Income from Operations
Income from operations for the second quarter of 2020 decreased by 43.4% to $27.0 million, or 9.7% of revenues, compared to $47.7 million, or 14.3% of revenues, a year ago.
Interest Expense
Interest expense was $15.6 million for the second quarter of 2020 compared to $17.3 million a year ago.
Net Income
Net income was $8.8 million, or $0.24 per diluted share, in the second quarter of 2020 compared to net income of $22.6 million, or $0.63 per diluted share, in the second quarter of 2019. The effective income tax rate was 26.9% in the second quarter of 2020 and 26.8% in the second quarter of 2019.
Adjusted EBITDA
Adjusted EBITDA for the second quarter of 2020 decreased 19.3% to $95.3 million compared to $118.0 million in the second quarter of 2019. Adjusted EBITDA as a percentage of revenues was 34.2% compared with 35.4% in the second quarter of 2019.

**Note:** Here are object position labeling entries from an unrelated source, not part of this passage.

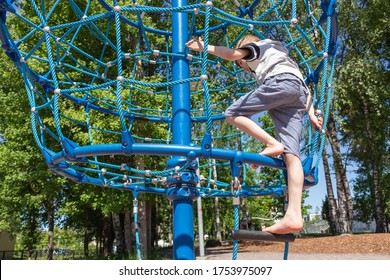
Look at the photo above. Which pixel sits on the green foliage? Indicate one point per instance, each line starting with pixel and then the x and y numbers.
pixel 362 99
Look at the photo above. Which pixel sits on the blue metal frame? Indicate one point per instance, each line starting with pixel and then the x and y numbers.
pixel 182 192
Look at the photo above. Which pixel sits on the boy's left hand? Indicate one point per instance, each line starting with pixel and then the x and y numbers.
pixel 195 45
pixel 316 122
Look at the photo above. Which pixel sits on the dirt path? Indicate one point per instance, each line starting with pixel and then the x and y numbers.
pixel 347 247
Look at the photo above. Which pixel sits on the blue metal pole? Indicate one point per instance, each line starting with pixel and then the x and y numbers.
pixel 182 190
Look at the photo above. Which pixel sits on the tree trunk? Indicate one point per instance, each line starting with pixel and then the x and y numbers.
pixel 127 228
pixel 119 237
pixel 145 233
pixel 86 233
pixel 332 205
pixel 376 194
pixel 107 236
pixel 345 214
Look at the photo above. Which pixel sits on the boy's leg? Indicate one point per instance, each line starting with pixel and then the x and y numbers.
pixel 292 221
pixel 273 147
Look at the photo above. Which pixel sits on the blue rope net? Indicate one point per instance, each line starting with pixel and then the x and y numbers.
pixel 100 86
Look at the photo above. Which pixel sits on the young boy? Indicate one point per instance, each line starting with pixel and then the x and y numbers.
pixel 282 92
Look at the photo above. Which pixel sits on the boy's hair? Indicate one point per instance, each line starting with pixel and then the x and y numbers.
pixel 246 40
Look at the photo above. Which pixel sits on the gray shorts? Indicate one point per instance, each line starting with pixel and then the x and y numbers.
pixel 284 96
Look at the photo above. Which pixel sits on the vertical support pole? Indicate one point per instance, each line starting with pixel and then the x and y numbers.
pixel 182 189
pixel 200 223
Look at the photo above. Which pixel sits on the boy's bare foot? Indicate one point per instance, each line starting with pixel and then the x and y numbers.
pixel 271 150
pixel 287 225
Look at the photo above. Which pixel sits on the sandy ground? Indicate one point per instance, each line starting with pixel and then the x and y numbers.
pixel 347 247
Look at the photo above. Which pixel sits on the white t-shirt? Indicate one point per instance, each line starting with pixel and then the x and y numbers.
pixel 269 58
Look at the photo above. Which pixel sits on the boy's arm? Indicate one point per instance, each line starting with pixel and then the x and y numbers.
pixel 220 51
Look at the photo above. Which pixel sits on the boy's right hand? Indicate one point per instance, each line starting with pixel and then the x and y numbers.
pixel 195 45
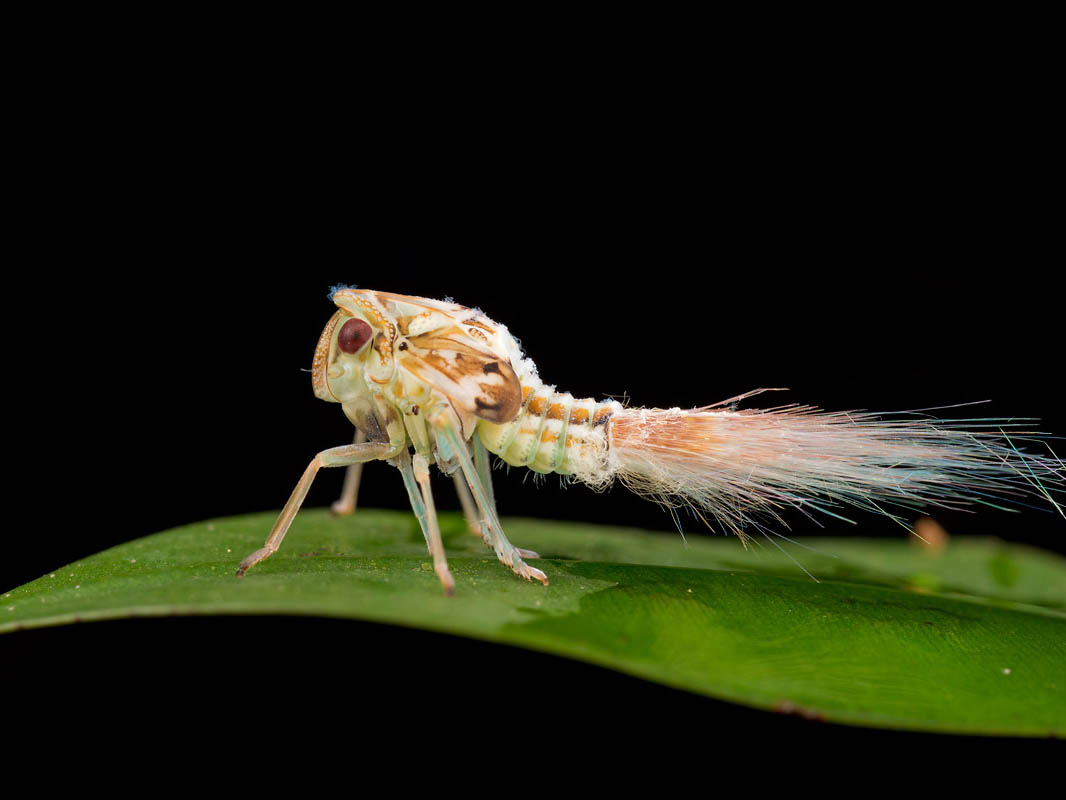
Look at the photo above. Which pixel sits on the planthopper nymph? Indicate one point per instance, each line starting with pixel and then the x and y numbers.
pixel 433 382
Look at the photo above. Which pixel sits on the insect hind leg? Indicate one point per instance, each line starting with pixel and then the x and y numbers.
pixel 449 441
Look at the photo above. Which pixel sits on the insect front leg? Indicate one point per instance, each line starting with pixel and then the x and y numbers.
pixel 449 441
pixel 334 457
pixel 469 508
pixel 421 469
pixel 345 504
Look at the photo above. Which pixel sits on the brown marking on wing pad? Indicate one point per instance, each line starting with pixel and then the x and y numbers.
pixel 579 416
pixel 455 356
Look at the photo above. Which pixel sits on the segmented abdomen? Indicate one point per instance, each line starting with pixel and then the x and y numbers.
pixel 554 433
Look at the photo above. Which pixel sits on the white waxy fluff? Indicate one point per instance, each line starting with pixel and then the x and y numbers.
pixel 744 467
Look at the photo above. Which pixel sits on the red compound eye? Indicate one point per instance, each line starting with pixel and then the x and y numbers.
pixel 353 335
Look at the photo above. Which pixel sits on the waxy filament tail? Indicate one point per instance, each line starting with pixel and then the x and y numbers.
pixel 744 467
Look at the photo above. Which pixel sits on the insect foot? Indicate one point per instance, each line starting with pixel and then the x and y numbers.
pixel 523 570
pixel 342 508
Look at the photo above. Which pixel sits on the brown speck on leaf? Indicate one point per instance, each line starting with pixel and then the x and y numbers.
pixel 930 534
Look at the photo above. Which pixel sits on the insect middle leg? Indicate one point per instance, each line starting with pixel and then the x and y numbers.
pixel 345 504
pixel 350 494
pixel 334 457
pixel 510 555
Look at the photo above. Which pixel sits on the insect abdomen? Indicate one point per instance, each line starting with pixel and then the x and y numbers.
pixel 553 433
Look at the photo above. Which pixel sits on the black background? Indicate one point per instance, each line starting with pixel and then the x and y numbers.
pixel 879 243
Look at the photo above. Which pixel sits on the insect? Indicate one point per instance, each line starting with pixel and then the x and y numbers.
pixel 433 382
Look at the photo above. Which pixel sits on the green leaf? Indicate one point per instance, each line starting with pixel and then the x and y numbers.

Non-GAAP Financial Measures
This press release contains certain Non-GAAP measures (EBITDA, Adjusted EBITDA, Adjusted Income (Loss) from Operations, Adjusted Net Income (Loss), Adjusted Net Income (Loss) per share and the disaggregation of equipment rental revenues and cost of sales numbers) detailed below. Please refer to our Current Report on Form 8-K for a description of these measures and of our use of these measures. These measures as calculated by the Company are not necessarily comparable to similarly titled measures reported by other companies. Additionally, these Non-GAAP measures are not a measurement of financial performance or liquidity under GAAP and should not be considered as alternatives to the Company’s other financial information determined under GAAP.